The women’s tour features 17 women who compete in seven events compared to the men’s tour that features 34 surfers competing in ten events. The men have more events and they also earn more prize money. There are seven male surfers with career earnings of over a million dollars in prize money. Layne Beachley is the female with the highest career earnings, winning just over $650,000. The next highest female earner after her won almost $200,000 less over their career. The disparity in pay stems from women having fewer events and the difference in the payouts for men and women. The male winner gets about $100,000 an event compared to the female winner who earns about $40,000.
Tour winnings is only one aspect. Another is endorsements. Men are more likely to be featured in advertisements, meaning another paycheck. Women surfers are less likely to be used by companies to endorse products. Companies tend to use models meaning the model is handsomely compensated, not the female surfers.
The professional tour and endorsements are both a small sliver in the gender gap. Surf movies depict men riding huge waves or traveling the world as soul surfers. Women may get a small part in some of these movies, but they are rarely featured as the rugged surfer-explorer. There are a few movies about women surfers, but they often lack the same sense of adventure. Women are more often featured surfing their local break. If they travel, they go to a well-known surf spot.
The impact is seen at local surf spots. Yes women and girls surf. However, in a line-up of 20, there are usually only one or two women. Chasing this glass wave and closing the gap has some unique challenges. As more women surf, there may be a sense that through natural progression the landscape of surfing will change. However, a close examination of the business and political systems in the United States reveals change in an already established system is difficult. The surf industry is a well-oiled, established machine. In order to catch the glass wave, women need to take an active role.
Female surfers should start by recognizing that surfing has the same barriers that other industries have already identified. People have an unconscious bias about who can be a surfer. Women more often than men may need to balance family, work and surf; and women tend to struggle with confidence.
Fortunately, these barriers can be overcome. One way is to establish female role models in the surf community. Though it is difficult to recreate the archetype of a Kelly Slater, role models can be found in local communities. Women around the country have formed surf clubs. These clubs are a way for women to network and find other surfers they can identify with. Within these clubs, women find surfing role models. When women and girls have role models to identify with, it helps them to eliminate the unconscious bias that exists about what a surfer is supposed to look like. Women will see other women surfing. Women will see other women balancing surf, family, and work.
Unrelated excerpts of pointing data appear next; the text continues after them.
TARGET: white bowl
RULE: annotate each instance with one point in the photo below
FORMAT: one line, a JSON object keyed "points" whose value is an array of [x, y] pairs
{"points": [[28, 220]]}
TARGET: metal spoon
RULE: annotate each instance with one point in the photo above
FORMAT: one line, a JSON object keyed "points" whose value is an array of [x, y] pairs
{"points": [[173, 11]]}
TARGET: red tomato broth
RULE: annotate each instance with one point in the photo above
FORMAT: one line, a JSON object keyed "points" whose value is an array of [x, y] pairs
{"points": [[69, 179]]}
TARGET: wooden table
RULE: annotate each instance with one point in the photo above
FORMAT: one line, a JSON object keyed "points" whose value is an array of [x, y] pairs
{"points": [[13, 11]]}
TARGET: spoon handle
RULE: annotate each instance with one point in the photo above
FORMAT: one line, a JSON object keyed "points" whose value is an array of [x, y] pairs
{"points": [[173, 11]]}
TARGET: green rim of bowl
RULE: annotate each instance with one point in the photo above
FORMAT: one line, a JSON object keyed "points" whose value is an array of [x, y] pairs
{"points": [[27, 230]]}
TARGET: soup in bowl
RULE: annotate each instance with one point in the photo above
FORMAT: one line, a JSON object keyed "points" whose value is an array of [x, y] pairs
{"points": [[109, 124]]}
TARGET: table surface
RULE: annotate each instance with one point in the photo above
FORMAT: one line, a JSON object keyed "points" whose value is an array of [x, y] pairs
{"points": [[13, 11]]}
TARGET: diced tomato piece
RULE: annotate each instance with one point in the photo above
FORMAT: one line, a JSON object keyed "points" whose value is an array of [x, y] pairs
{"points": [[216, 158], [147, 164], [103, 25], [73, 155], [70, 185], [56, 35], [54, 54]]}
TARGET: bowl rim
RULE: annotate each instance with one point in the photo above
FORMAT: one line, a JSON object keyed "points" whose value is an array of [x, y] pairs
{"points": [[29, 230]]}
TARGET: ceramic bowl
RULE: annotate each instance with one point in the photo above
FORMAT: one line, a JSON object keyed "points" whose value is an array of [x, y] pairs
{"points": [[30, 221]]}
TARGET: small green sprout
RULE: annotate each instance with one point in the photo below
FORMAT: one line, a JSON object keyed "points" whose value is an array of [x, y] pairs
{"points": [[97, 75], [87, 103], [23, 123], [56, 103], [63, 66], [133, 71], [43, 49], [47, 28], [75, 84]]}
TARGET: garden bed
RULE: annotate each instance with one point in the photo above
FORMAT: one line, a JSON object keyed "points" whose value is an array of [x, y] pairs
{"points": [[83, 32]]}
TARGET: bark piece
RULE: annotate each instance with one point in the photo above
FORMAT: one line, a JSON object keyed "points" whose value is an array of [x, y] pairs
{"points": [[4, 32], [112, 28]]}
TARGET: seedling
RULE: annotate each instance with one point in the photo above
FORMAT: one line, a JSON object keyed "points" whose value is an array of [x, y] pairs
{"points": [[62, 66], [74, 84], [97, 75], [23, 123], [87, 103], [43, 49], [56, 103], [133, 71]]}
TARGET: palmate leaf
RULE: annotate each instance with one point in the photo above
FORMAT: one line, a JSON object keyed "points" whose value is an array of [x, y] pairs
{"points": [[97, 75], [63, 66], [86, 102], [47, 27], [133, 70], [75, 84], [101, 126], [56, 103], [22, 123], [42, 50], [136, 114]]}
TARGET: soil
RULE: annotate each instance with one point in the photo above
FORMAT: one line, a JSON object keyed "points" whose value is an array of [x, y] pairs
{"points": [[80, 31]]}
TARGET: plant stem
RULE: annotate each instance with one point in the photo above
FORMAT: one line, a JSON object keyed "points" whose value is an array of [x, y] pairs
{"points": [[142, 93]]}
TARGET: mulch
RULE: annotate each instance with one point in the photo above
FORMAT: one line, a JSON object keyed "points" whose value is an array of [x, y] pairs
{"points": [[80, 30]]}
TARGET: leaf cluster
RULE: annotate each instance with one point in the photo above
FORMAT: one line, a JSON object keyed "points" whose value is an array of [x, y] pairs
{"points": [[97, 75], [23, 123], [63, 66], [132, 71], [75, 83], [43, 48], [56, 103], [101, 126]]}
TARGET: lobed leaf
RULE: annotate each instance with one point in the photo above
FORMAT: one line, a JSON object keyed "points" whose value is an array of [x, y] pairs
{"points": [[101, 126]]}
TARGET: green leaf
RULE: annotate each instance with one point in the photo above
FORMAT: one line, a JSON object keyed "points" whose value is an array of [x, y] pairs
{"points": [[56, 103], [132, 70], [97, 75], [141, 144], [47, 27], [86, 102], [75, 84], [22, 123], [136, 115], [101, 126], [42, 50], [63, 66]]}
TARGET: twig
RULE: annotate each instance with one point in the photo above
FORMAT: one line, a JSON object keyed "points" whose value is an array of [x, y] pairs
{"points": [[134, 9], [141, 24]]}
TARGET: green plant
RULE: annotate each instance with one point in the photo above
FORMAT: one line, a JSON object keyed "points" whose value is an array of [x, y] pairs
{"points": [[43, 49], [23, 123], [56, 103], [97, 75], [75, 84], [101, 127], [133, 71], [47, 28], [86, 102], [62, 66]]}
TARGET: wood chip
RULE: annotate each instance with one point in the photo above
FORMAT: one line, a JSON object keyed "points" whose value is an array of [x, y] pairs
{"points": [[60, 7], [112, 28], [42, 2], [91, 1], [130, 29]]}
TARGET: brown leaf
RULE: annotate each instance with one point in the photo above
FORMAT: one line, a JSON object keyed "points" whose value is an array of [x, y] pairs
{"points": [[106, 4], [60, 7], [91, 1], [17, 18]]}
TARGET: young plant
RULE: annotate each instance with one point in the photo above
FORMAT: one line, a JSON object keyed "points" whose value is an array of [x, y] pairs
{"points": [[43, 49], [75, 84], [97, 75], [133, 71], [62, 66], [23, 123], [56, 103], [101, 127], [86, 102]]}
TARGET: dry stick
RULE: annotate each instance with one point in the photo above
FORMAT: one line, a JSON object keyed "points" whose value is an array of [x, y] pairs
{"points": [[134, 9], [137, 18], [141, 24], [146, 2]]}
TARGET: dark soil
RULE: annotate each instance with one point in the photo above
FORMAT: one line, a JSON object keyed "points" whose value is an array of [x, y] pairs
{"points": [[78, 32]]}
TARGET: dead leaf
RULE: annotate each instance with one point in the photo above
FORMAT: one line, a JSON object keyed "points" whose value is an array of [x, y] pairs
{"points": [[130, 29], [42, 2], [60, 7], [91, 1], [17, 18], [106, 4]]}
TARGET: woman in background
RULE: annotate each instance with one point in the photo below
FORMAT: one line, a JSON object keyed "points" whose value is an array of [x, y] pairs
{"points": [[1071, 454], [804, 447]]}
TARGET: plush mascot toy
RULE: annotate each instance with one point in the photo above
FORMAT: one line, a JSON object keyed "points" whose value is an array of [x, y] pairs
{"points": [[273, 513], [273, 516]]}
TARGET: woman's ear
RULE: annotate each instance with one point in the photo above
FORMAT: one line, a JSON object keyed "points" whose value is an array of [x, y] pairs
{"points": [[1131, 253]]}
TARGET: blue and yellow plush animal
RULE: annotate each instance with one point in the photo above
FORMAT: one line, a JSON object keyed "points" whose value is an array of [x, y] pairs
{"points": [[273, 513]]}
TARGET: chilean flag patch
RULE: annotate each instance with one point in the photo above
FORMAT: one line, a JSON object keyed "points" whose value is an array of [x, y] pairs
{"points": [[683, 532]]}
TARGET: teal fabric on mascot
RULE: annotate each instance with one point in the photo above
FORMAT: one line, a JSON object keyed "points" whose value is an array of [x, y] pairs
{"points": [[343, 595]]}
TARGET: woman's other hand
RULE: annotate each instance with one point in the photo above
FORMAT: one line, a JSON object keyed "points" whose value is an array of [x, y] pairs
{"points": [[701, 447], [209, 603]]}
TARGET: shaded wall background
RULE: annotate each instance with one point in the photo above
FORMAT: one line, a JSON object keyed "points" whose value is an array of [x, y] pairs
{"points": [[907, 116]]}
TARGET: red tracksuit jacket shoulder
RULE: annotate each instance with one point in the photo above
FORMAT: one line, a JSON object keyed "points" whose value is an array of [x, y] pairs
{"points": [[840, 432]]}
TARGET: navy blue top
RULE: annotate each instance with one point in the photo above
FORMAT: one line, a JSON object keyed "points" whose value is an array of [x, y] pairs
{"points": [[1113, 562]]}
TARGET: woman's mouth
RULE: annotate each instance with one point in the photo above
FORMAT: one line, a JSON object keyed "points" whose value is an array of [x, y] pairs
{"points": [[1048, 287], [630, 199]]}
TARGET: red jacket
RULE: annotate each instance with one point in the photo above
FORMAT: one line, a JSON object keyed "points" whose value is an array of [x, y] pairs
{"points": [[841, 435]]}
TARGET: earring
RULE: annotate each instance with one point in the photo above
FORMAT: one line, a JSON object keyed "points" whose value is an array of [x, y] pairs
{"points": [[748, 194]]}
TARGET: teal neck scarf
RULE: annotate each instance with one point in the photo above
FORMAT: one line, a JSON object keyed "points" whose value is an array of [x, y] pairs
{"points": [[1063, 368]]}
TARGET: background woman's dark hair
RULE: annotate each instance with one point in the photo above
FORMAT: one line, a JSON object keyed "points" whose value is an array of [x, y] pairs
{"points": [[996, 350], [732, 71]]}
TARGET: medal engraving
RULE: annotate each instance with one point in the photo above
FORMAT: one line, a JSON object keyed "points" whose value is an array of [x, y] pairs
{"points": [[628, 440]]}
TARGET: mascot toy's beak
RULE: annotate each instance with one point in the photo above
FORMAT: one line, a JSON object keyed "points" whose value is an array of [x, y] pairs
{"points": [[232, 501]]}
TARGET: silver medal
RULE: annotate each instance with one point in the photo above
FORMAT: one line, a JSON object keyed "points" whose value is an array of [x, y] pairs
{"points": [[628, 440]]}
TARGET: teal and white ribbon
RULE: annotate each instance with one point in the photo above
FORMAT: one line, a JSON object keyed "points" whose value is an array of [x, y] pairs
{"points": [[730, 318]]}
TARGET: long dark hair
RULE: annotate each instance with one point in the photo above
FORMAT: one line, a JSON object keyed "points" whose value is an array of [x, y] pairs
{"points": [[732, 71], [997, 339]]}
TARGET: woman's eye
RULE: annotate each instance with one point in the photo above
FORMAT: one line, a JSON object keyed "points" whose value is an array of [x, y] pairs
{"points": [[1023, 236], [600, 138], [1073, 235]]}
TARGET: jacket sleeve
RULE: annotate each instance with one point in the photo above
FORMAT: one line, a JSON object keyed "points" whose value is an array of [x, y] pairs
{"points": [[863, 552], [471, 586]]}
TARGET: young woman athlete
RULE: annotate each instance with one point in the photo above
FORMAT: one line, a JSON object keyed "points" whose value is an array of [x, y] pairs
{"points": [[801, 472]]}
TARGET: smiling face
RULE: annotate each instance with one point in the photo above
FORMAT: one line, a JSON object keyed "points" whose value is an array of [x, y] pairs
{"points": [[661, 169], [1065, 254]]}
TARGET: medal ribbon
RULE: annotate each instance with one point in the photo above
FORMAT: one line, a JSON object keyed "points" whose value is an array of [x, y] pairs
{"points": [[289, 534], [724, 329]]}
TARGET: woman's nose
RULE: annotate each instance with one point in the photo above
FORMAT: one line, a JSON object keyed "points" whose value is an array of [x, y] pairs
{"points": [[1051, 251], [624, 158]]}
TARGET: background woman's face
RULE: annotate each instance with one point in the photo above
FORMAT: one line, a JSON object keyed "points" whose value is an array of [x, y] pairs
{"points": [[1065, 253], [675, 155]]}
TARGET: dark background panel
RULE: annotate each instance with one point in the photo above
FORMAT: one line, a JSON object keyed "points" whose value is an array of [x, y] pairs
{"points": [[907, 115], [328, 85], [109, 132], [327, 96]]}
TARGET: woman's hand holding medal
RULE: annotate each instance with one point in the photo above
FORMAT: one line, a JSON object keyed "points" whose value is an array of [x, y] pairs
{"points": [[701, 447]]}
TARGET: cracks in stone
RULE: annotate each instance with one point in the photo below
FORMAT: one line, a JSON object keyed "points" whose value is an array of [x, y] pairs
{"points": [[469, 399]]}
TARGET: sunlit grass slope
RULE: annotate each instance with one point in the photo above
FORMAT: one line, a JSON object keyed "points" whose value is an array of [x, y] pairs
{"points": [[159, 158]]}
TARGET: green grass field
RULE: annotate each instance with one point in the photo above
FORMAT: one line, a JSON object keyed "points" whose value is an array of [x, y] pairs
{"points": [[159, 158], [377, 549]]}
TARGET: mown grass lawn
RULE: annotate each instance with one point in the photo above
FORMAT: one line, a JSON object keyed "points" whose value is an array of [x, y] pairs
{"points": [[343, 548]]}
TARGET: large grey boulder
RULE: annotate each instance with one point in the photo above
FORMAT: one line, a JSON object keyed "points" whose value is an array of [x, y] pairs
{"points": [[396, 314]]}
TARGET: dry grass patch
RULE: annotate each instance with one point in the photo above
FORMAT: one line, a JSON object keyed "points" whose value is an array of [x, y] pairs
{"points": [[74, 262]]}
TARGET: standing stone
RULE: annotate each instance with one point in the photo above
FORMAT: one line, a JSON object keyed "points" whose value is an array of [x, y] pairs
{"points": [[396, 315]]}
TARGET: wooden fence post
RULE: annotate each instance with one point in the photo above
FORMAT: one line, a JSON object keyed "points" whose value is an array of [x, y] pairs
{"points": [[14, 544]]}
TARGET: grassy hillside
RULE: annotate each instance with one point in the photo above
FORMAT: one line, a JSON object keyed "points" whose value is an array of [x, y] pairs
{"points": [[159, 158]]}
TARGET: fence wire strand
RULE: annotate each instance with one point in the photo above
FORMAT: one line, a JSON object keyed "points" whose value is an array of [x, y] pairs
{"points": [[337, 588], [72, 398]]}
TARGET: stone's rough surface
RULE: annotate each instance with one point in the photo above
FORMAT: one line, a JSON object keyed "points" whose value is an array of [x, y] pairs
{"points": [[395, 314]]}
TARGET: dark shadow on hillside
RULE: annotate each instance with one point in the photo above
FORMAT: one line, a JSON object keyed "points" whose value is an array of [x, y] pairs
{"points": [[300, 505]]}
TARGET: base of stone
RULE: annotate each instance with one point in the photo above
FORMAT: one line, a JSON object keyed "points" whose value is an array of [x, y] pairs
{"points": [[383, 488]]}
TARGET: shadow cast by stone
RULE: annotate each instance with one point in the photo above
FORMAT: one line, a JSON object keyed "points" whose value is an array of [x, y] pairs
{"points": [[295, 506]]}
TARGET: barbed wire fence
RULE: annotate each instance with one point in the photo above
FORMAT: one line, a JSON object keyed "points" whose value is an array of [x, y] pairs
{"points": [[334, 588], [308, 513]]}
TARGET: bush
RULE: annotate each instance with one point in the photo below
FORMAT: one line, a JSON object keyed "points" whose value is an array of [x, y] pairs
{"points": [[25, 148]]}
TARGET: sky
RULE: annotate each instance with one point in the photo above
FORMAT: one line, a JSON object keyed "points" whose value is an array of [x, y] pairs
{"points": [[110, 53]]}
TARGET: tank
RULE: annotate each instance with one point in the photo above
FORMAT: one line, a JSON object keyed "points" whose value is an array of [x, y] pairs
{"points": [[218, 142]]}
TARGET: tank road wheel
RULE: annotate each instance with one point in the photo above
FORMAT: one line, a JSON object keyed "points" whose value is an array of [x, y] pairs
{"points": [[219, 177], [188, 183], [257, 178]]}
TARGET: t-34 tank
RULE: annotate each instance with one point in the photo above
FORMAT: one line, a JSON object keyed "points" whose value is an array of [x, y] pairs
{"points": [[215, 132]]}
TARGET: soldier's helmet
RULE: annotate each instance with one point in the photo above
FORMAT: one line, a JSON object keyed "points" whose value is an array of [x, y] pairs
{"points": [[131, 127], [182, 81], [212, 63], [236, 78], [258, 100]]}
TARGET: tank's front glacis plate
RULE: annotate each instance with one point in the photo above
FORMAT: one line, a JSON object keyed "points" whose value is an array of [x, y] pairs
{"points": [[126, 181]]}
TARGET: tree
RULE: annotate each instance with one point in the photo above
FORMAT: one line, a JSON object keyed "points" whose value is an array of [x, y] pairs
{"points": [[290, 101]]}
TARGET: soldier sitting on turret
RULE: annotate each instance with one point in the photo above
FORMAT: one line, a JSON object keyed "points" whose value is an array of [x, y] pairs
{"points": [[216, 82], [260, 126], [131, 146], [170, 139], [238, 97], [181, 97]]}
Women will be able to identify with their stories and struggles of what it is like to build the confidence to paddle out into an all-male line-up.
Confidence is a necessary tool for a surfer, yet women who are skilled surfers may be more likely to struggle with confidence.
A company in England ran a focus group asking women at all levels in the company why they didn’t put themselves forward for senior roles. The response: women said they weren’t encouraged to apply and in many cases they lacked the confidence to try.
The same holds true for women in the water. Some women are afraid to paddle for waves. Even though they may have the skill level to catch and surf the wave, they may defer going for a wave because they lack the confidence. Having role models, seeing other women surfing, and giving each other support is a way to build confidence.
As more women surf, the sport and the industry will evolve. If women sit and wait for someone else to make the changes, they may be waiting a while. Imagine what surfing would be like if Greg Noll never paddled for that wave at Makaha. The same is true for women. Surfers like Lakey Peterson, Sally Fitzgibbons, and Stephanie Gilmore have the potential to push the sport into a new direction. With a few strong paddles from some strong female surfers, women might be able to ride the glass wave.